B. Related party transaction confirmation.
C. Accounts payable confirmation.
D. Transfer agent confirmation.
Choice “A” is correct. An auditor would be most likely to identify a contingent liability by obtaining a standard bank confirmation, which has an “exceptions and comments” box that specifically discloses contingent liabilities as endorser of loans, for open letters of credit, etc.
An accountant has compiled the financial statements of a nonissuer in accordance with Statements on Standards for Accounting and Review Services (SSARS). Does SSARS require that the compilation report be printed on the accountant’s letterhead and that the report be manually signed by the accountant?
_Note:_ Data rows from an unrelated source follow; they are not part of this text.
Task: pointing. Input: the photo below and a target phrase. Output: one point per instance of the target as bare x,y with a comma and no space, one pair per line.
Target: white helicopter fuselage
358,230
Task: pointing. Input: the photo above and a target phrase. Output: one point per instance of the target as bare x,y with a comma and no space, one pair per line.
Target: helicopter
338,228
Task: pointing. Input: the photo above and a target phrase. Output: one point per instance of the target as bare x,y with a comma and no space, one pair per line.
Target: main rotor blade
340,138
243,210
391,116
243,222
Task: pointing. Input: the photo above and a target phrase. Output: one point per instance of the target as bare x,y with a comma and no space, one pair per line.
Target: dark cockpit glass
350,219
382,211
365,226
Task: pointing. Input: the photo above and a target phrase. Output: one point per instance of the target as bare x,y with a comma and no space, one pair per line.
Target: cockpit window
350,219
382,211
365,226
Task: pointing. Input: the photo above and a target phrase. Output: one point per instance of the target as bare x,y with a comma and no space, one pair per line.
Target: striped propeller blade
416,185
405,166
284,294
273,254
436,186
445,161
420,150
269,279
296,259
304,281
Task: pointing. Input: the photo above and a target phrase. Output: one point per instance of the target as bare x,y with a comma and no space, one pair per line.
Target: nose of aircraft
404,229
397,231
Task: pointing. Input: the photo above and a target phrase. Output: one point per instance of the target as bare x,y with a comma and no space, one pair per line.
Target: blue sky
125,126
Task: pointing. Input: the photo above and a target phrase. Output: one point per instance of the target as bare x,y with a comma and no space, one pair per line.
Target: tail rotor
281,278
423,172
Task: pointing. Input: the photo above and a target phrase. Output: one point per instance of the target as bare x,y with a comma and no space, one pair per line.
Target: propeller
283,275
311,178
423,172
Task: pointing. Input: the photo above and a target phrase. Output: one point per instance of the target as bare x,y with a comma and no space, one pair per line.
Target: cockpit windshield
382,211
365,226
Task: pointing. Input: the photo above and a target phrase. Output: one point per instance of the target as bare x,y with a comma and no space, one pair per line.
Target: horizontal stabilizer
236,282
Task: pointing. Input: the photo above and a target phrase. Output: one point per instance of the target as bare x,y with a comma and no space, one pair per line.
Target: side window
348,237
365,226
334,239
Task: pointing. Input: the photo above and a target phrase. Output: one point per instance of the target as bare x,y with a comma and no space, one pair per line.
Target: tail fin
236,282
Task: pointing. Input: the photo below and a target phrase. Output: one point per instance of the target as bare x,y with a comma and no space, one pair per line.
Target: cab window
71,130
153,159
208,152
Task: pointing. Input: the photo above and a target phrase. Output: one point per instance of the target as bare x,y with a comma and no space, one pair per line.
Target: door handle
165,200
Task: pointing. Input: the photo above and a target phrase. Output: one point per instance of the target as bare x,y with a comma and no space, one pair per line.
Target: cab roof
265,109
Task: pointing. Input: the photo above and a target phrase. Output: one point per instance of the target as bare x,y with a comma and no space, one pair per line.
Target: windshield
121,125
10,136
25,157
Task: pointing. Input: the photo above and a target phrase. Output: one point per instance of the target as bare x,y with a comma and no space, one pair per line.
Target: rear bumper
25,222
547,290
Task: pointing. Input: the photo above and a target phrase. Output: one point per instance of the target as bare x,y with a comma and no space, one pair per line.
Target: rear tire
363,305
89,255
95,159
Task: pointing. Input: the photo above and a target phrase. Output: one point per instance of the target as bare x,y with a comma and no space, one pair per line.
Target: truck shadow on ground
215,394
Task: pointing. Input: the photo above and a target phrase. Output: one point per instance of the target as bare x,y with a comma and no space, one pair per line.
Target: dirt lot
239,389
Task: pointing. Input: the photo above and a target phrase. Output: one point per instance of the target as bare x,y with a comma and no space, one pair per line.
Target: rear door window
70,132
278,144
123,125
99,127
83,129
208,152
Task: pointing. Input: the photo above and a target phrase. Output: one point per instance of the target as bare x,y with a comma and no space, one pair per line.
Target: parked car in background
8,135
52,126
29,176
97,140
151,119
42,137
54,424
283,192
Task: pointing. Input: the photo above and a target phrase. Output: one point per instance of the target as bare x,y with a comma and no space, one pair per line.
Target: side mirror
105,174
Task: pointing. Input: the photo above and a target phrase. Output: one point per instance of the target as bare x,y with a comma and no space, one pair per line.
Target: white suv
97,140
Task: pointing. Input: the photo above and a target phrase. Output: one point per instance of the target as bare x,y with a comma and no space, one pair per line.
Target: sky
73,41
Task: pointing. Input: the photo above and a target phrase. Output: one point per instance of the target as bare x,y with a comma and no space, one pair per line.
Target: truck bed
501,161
Printed on the Manually signed
accountant’s by the
letterhead accountant
A. Yes No
B. Yes Yes
C. No No
D. No Yes
Choice “C” is correct. SSARS does not require that the compilation report be printed on the accountant’s letterhead, nor does it require a manual signature. Although a signature is required, it need not be manual. Also, the report may be presented in the accountant’s letterhead, but is not required.
Which of the following procedures most likely would assist an auditor in determining whether management has identified all accounting estimates that could be material to the financial statements?
A. Confirm inventories at locations outside the entity.
B. Determine whether accounting estimates deviate from historical patterns.
C. Inquire about the existence of related party transactions.
D. Review the lawyer’s letter for information about litigation.
Choice “D” is correct. The auditor should inquire of management concerning pending or threatened litigation, and should obtain a letter from the client’s lawyer to corroborate this information. Included in this letter is either an identification of the omission of any pending or threatened litigation, claims, and assessments, or a statement that the list of such matters (as provided by management) is complete.
An auditor of a nonissuer is required to give special consideration to related party transactions because they:
A. Usually represent a significant source of revenue and expense for the two related entities.
B. Are not usually conducted in the normal course of business.
C. Could cause the financial statements to fail to achieve fair presentation.
D. Are generally required to be accounted for on a basis different from the basis that would be appropriate if the entities were not related.
Choice “C” is correct. Related party transactions are not considered to be an arm’s-length transaction, which may result in the substance of the transaction being different from its form. This means that the financial statements may not be fairly presented.
Which of the following procedures would an auditor most likely perform in searching for unrecorded payables?
A. Reconcile receiving reports with related cash payments made just prior to the year-end.
B. Review the responses of accounts receivable confirmations for indications of disputes with customers.
C. Compare cash payments made after the balance sheet date with the accounts payable trial balance.
D. Examine a sample of creditor balances to supporting invoices, receiving reports, and purchase orders.
Choice “C” is correct. An auditor most likely would compare cash payments made after the balance sheet date with the accounts payable trial balance in searching for unrecorded payables. The auditor is looking for items that should have been recorded as of the balance sheet date, but were not.
Which of the following statements is generally correct about the reliability of audit evidence?
A. Reliability of audit evidence refers to the audit evidence obtained from outside the entity.
B. The more effective the internal control structure, the more assurance it provides about the reliability of the accounting data and financial statements.
C. Information obtained indirectly from independent outside sources is more persuasive than the auditor’s direct personal knowledge obtained through observation and inspection.
D. Reliability of audit evidence refers to the amount of corroborative evidence obtained.
Choice “B” is correct. The reliability of accounting data and financial statements is enhanced by a satisfactory system of internal control.